In the show these metal beasts have enough artificial intelligence to problem solve and determine how best to hunt down those humans who have violated certain laws.
The creepy episode has widely been described as a simplified version of The Terminator and producers say Boston Dynamics robot dogs was it's inspiration for where the future of robodogs may lead.
Unfortunatly, that future also means multiple possibilities for violence. China has made their own version of "spot" - except they strapped a gun onto it.

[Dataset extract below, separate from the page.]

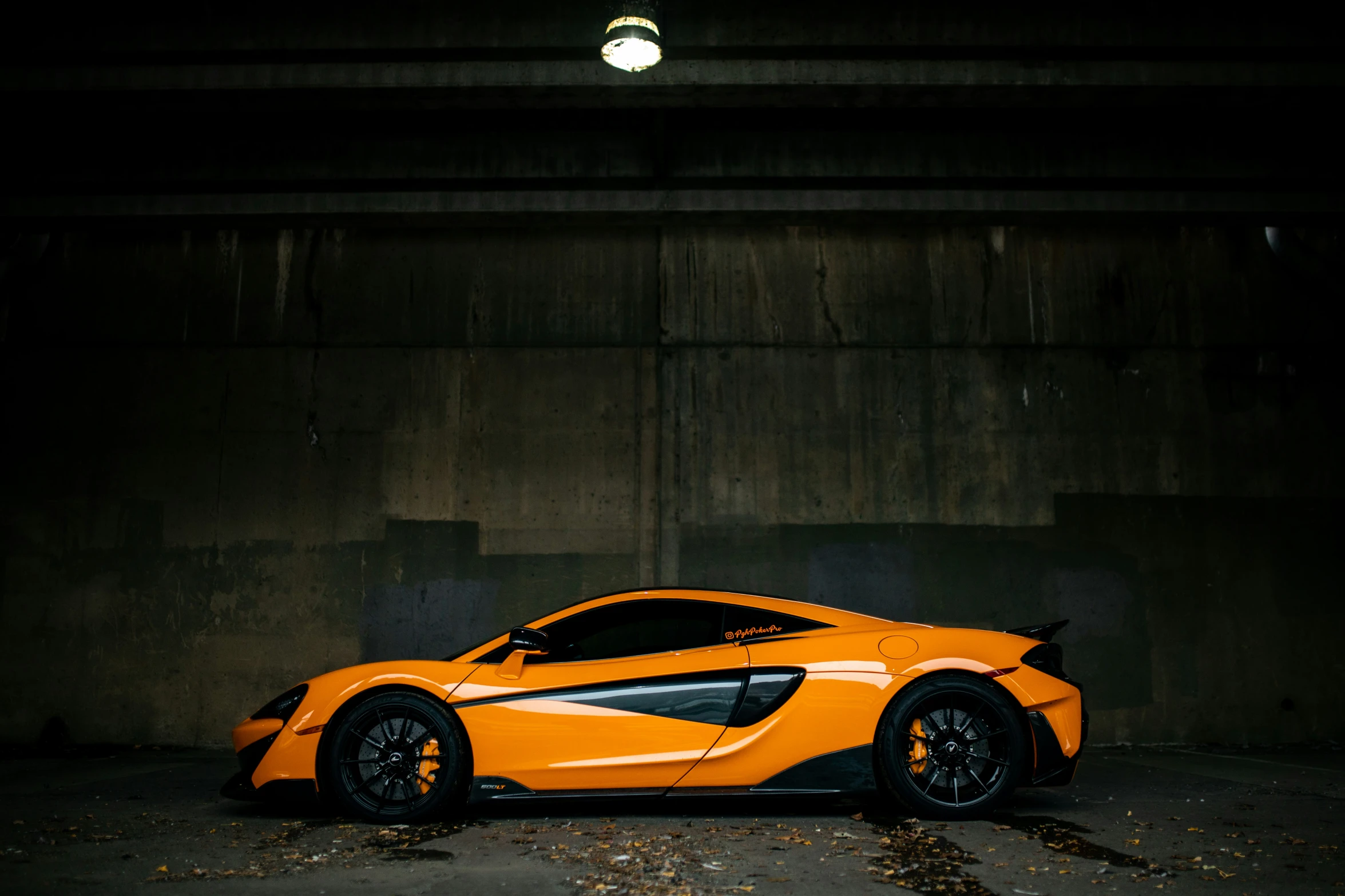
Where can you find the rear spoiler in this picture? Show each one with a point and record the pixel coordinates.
(1040, 633)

Another Chinese defense contractor showed off a drone deploying an armed robodog into a mock warzone:
Which leaves us with yet another robodog that a US company called "Throwflame" has developed into "the first-ever flamethrower-wielding robot dog," according to its website.
"This quadruped is coupled with the ARC Flamethrower to deliver on-demand fire anywhere!" Throwflame said. It can shoot streams of fire up to 30 feet away:
The militarization of robot dogs is terrifying. Even more disturbing is that some of these robots are receiving OpenAI's ChatGPT upgrades that make them even more intelligent.
Earlier this year the Australian military used artificial intelligence to allow soldiers to control robot dogs soley with their minds.
Called a brain robotic interface, the state-of-the-art artificial intelligence -- through a high-tech biosensor headset -- analyzes brainwave readings and feeds them from a person's visual cortex into the advanced "robodog," Newsflash reported.
"The whole process is not difficult to master. It's very intuitive. It only took a couple of sessions," said 5th Combat Service Support Battalion Sergeant Damian Robinson, who test-drove the HoloLens headset.
Robinson and fellow soldiers did course training with the mind-reading headsets and robodogs, in which they were able to successfully navigate harsh terrain and bad weather on a makeshift battlefield.
Some experts fear that robodogs may become too smart for their human controllers and act independently as they continue to utilize artificial intelligence to make independent decisions.
It may only be a matter of time before another science fiction show begins to look a lot like reality.